In the late 1860s Walrus, a large paddle steamer built at Cleveland, was converted to Australia's first floating distillery with the addition of a steam driven sugar mill on board. Walrus navigated the lower reaches of Bulimba Creek and the Brisbane River before servicing areas along the Nerang, Albert and the Logan Rivers to the south.

To provide a straighter deeper channel in the lower reaches Brisbane River, it was decided in 1889 to relocate the mouths of creeks and eliminate all of islands by a combination of removal by dredging and incorporation as part of the river bank. In the case of Doughboy Creek (now Bulimba Creek) and Gibson Island, it was decided to relocate the creek mouth then at approximately (to the west of Gibson Island) to the eastern end of Gibson Island (its current mouth) by closing the original mouth with a training wall diverting the flow of the creek into Aquarium Passage, which separated Gibson Island from the southern bank of the Brisbane River. The Doughboy training wall was built from 1900 to June 1902 and was 7,040 ft long. As a result of the training wall, an isthmus (approximately 104 m wide as at 2020) formed at the original mouth of the creek permanently connecting Gibson Island to Murarrie.

In August 2008 the Bulimba Creek valley was polluted by a 100000 L oil leak from the 1964-laid Santos-owned to Brisbane pipeline adjacent to Bulimba Creek at Carindale, requiring the removal of hundreds of truckloads of contaminated soil from the suburb's recreation reserve.

==Bulimba Creek Catchment Coordinating Committee==
The Bulimba Creek Catchment Coordinating Committee is associated with the Landcare Group and is run by volunteers. Formed in 1997 and incorporated in 1999, it supports smaller groups and individuals involved in bushcare, catchment care, nature conservation and environmental education and awareness.

Known as the B4C, the group is involved in protecting and rehabilitating waterways, corridors, remnant bushlands and wetlands. It was the first urban Queensland group to win a State Landcare award, in 2000. In 2005 the B4C won the prestigious Thiess National Riverprize. Recent successes in protecting the environment by the B4C include securing the Weekes Road, Carindale Bushlands and Oates Hill Reserve from the Queensland Government, saving the Wishart Bushlands from development, saving the Bulimba Creek Oxbow and negotiating a major rehabilitation project to restore this 30 ha saline wetland.

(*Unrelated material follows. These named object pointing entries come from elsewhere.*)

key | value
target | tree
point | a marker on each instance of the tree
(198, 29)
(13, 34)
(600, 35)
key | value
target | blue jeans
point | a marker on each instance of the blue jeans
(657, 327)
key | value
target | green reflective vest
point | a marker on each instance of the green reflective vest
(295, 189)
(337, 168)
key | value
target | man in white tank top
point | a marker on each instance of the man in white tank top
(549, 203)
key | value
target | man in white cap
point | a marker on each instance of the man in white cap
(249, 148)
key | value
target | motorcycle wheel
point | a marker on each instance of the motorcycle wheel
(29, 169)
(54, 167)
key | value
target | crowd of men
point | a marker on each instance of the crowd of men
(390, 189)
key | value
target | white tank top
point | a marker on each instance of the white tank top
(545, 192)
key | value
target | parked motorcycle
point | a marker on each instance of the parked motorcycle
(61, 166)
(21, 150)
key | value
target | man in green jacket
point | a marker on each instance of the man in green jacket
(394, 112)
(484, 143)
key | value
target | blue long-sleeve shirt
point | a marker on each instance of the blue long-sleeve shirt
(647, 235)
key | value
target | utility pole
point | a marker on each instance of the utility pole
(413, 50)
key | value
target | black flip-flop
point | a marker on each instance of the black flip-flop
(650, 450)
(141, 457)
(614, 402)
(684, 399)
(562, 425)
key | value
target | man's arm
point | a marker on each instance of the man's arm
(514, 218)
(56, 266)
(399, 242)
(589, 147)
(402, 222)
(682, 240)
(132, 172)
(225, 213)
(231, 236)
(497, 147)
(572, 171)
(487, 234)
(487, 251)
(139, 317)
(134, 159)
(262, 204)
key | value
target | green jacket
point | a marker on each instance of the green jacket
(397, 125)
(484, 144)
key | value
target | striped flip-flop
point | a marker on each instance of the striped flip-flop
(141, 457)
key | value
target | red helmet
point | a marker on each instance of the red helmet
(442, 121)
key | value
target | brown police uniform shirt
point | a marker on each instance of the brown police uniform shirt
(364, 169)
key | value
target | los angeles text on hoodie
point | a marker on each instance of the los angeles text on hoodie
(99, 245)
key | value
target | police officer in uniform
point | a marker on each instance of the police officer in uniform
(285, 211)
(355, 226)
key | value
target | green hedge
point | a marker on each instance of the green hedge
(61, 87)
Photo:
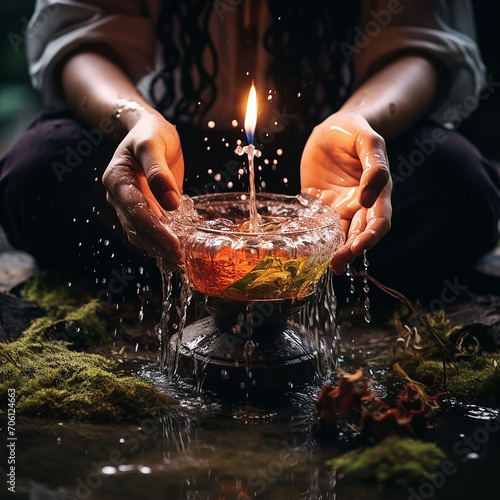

The B4C has its own foundation "the Bulimba Creek Environment Fund", which provides small grants to members of the community to get involved in environmental issues, education and training. B4C has its own catchment centre and community nursery. It is in the process of developing a 2 ha site together with its corporate partner, Powerlink, into a sustainability centre, including a sustainable home (office), community nursery, with water-wise gardens and through the use of permaculture methods and sustainable technologies.